Pierwszym z nich jest połączenie z sąsiedniej Gdyni. Promy Stena Line pływają codziennie do Karlskrony, położonej w południowej Szwecji, „stolicy” regionu Blekinge. Podróż trwa nieco ponad 10 godzin, a ceny biletów zaczynają się już od 56 złotych w jedną stronę (ceny promocyjne). Ci, którzy zamierzają skorzystać z usługi, powinni na bieżąco śledzić stronę przewoźnika https://www.stenaline.pl/ gdzie można kupić bilety, ale także dowiedzieć się o najnowszych promocjach.
Drugie połącznie to oferta linii Polferries. Promy „Wawel” oraz najnowszy nabytek – „Nova Star” kursują w zależności od pory roku, od 2 do 4 razy w tygodniu. Dotrzemy nimi i wrócimy, na trasie Gdańsk – Nynashamn (miejscowości położonej zaledwie kilkanaście kilometrów od Sztokholmu). Ceny biletów zaczynają się od 241 złotych (w jedną stronę), ale podobnie jak w poprzednim przypadku, warto śledzić stronę https://polferries.pl aby korzystać z aktualnych promocji. Podróż trwa ok. 18 godzin.

Ten kto jednak podróżował promami wie, że podróż na ich pokładach jest może i dłuższa, ale znacznie bardziej ciekawa niż np. lot samolotem. Podczas rejsu możemy się wyspać w komfortowej kabinie, zrobić zakupy w licznych sklepach (wolnocłowych), zjeść w restauracjach, a nawet iść na dancing z muzyką na żywo! No i jeśli mamy ochotę na pokład, za dodatkową opłatą zabierzemy też swoje auto co znakomicie ułatwi nam odkrywanie celu podróży. A jeśli pogoda nie sprzyja i jest sztorm? No cóż, kto z nas nie chciał kiedyś przeżyć prawdziwej morskiej przygody…!
Warto dodać, że obecnie w zawieszeniu pozostaje połącznie z Gdyni do stolicy Finlandii – Helsinek, ale nie wykluczone, że przewoźnik (Finnlines) zdecyduje się je przywrócić.

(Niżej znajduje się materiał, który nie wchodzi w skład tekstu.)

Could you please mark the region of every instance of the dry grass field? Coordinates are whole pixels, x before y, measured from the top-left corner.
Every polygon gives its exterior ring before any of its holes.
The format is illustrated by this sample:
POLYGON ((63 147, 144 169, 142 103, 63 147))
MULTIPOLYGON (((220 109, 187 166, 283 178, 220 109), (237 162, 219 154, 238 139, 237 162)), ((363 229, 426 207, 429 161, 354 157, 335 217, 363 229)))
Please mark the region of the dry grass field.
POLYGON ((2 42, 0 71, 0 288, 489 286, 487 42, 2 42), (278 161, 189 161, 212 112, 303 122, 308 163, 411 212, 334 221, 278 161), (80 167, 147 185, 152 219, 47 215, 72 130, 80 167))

No a na koniec pytanie. Kto pamięta promy z Gdańska do Bałtyjska w obwodzie Kaliningradzkim? Tak, tak...! Takie połącznie też kiedyś funkcjonowało, ale niestety sytuacje: polityczna i ekonomiczna sprawiły, że od kilku lat już takiej podróży nie odbędziemy. Dzięki sklepom wolnocłowym z doskonałą „ofertą” było to niezwykle „rozrywkowe” połączenie, nawet pomimo faktu, że sporo pasażerów w ogóle nie schodziło na ląd w Rosji. A ten kto miał to szczęście i zdążył się na ten rejs załapać, zapewne powie bez wahania: „jaka szkoda, że już nie działa…”.